Les acides lactiques sont des acides α-hydroxylés, de formule brute C3H6O3. Leur structure se reflète dans leur nom systématique : acide 2-hydroxypropanoïque.
Chimie
L'atome de carbone 2 portant le groupe hydroxyle est asymétrique, rendant la molécule d'acide lactique chirale. Il se présente donc sous forme de deux énantiomères :
- (R)-acide lactique ou D(–)-acide lactique ;
- (S)-acide lactique ou L(+)-acide lactique.
En solution, le groupe carboxyle -COOH peut perdre un ion H+. Ainsi l'acide lactique (C3H6O3) se transforme en ion lactate : CH3CHOHCOO−.
En revanche, dans le muscle, il est ajouté au pyruvate (C3H3O3−) deux ions H+ pour former le lactate (C3H5O3−) [11].
Les acides lactiques sont solubles dans l'eau et considérés comme des acides faibles (pKa=3,90), c'est-à -dire que la réaction de dissociation dans l'eau n'est pas totale :
- CH3CHOHCOOH + H2O ⇄ CH3CHOHCOO− + H3O+
On trouve donc à la fois en solution l'acide lactique et sa forme basique, l'ion lactate, en proportions variables selon le pH.
Effort musculaire et fermentation lactique
L'ion S-lactate est l'un des produits-clés de la production d'énergie dans les muscles notamment. La respiration cellulaire (consommation de sucres en vue de produire de l'énergie) peut être décomposée en deux grandes étapes, la première est la glycolyse, la partie cytoplasmique du processus, qui a lieu en l'absence de dioxygène. Elle fournit du pyruvate, lequel alimente la seconde partie, mitochondriale, de la respiration cellulaire (cycle de Krebs et phosphorylation oxydative) qui aboutit à la réduction du dioxygène en eau. À un bout de la chaîne, du D-glucose est oxydé, et à l'autre, du dioxygène est réduit. L'énergie dégagée est récupérée par la cellule.
Si l'apport en oxygène est supérieur à la consommation de sucre, alors la totalité de l'acide pyruvique produit est immédiatement consommée dans la partie mitochondriale.
Si la consommation de sucre devient supérieure à l'apport en oxygène (efforts intenses) alors une partie de l'acide pyruvique produit en première partie de processus est réduite en acide S-lactique, ce qui permet au cycle oxydatif de la glycolyse de continuer. C'est une fermentation. La partie mitochondriale est saturée et le rendement énergétique s'en trouve très diminué.
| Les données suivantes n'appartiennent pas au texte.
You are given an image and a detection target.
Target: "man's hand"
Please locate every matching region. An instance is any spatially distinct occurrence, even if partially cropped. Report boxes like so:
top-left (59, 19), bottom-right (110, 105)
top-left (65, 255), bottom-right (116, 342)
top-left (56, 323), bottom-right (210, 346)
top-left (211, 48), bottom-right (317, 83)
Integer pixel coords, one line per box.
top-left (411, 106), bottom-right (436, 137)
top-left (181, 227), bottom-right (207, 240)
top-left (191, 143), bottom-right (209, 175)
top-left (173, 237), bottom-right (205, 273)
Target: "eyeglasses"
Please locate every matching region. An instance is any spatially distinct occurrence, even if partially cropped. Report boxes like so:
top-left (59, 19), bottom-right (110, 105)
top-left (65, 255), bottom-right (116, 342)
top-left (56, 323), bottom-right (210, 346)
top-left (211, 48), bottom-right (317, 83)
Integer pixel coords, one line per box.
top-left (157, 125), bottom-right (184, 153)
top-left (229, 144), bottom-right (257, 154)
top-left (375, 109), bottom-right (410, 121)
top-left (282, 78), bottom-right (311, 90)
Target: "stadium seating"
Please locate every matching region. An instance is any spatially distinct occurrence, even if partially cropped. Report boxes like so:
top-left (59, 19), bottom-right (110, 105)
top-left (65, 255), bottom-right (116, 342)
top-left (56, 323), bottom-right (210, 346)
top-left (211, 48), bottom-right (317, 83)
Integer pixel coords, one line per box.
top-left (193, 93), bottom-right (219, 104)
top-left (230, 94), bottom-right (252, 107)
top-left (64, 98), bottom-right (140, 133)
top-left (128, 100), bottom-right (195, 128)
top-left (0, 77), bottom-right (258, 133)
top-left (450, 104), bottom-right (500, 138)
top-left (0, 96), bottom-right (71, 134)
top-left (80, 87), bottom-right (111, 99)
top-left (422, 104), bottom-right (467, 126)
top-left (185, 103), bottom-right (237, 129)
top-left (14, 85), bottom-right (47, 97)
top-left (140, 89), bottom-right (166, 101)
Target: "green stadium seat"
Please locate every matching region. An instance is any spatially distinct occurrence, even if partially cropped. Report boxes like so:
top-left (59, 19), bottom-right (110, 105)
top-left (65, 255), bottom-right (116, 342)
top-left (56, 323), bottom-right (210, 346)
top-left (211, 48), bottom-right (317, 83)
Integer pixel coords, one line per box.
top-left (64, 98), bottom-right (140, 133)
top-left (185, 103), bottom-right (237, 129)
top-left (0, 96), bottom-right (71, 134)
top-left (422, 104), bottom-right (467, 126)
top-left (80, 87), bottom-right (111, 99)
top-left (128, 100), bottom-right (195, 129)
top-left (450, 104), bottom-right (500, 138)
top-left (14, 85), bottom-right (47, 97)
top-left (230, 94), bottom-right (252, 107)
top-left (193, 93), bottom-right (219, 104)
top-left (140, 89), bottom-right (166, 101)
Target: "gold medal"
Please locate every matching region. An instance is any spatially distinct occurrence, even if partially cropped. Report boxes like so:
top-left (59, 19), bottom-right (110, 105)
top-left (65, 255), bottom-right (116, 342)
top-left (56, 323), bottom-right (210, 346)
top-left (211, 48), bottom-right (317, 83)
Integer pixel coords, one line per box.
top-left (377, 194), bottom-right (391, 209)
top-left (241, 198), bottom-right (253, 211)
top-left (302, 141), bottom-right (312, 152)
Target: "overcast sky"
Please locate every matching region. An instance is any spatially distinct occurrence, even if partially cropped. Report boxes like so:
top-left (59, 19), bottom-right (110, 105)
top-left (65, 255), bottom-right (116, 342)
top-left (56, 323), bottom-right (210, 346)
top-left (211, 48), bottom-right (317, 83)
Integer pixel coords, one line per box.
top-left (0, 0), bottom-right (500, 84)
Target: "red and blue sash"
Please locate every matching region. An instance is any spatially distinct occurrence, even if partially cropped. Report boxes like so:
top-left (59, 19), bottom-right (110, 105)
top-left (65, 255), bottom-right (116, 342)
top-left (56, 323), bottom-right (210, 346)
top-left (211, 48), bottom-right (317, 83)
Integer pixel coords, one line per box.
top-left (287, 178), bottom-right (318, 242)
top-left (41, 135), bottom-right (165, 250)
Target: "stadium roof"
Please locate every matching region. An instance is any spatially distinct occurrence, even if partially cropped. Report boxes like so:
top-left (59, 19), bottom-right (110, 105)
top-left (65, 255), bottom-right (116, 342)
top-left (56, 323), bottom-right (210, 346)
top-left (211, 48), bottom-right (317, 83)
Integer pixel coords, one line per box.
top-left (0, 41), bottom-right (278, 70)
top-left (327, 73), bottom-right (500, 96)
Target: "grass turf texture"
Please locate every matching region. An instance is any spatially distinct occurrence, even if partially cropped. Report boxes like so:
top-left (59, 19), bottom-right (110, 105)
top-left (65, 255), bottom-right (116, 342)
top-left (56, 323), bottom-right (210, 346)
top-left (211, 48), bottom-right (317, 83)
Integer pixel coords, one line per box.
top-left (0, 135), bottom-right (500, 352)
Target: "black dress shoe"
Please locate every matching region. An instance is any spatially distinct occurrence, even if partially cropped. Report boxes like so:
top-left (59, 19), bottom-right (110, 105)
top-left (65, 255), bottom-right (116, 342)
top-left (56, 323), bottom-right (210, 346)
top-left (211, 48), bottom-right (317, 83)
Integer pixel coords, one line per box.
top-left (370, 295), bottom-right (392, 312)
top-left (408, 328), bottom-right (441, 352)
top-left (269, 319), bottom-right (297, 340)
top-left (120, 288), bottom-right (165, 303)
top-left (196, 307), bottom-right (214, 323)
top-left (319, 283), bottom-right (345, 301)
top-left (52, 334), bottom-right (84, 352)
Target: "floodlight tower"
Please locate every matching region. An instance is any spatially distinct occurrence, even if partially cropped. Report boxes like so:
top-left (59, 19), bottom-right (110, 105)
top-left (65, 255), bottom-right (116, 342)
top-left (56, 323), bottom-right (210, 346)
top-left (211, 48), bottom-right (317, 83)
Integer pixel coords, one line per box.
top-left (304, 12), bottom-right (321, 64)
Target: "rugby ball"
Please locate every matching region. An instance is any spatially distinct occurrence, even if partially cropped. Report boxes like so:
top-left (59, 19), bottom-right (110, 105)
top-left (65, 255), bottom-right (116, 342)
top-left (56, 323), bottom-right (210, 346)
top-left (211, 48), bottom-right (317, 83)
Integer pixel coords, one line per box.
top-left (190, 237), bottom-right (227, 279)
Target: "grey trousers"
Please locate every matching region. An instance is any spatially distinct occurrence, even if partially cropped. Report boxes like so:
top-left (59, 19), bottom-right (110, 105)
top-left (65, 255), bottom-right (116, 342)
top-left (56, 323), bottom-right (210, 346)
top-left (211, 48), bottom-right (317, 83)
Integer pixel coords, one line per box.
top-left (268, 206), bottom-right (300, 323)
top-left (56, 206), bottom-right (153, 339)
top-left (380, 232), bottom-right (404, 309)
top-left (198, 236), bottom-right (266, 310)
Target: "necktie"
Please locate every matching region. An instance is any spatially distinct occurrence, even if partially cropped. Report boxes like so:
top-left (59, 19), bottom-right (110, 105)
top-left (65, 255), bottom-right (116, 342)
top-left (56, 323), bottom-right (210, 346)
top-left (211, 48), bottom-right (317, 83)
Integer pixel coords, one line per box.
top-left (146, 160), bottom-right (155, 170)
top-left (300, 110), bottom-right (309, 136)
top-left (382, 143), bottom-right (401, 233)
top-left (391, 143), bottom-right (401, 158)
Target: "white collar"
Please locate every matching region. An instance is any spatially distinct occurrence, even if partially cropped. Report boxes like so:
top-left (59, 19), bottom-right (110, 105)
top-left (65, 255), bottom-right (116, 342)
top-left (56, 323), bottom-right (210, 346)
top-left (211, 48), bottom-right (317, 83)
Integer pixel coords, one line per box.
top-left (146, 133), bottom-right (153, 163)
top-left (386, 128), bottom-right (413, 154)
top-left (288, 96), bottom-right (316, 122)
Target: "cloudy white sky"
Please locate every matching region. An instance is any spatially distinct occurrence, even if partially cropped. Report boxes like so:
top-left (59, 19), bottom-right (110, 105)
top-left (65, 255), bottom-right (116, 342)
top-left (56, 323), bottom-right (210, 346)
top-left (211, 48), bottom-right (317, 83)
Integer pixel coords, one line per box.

Néanmoins cette théorie consommation de sucre/consommation d'oxygène est remise en question[12]. Quant au rendement énergétique anaérobie, il semble proportionnellement plus élevé que le rendement énergétique aérobie, contrairement à ce qui est admis généralement[13].
Le lactate passe la membrane cellulaire pour se retrouver dans la circulation sanguine. Le foie, les muscles squelettiques, le cœur et le cerveau peuvent utiliser ce substrat pour fournir de l'énergie. Le foie le recycle dans ce qu'on appelle la néoglucogenèse qui resynthétise du glucose pendant qu'une autre partie est oxydée par le myocarde ainsi que par les muscles moins sollicités par l'effort sportif. Le lactate est métabolisé environ une heure après l'effort sans aucune activité post effort sportif, soit bien avant l'apparition des courbatures[14], dont il n'est donc pas responsable.
Fermentation bactérienne
Il existe deux grands types de fermentation bactérienne qui produisent de l'acide lactique : dans le vin et les produits laitiers.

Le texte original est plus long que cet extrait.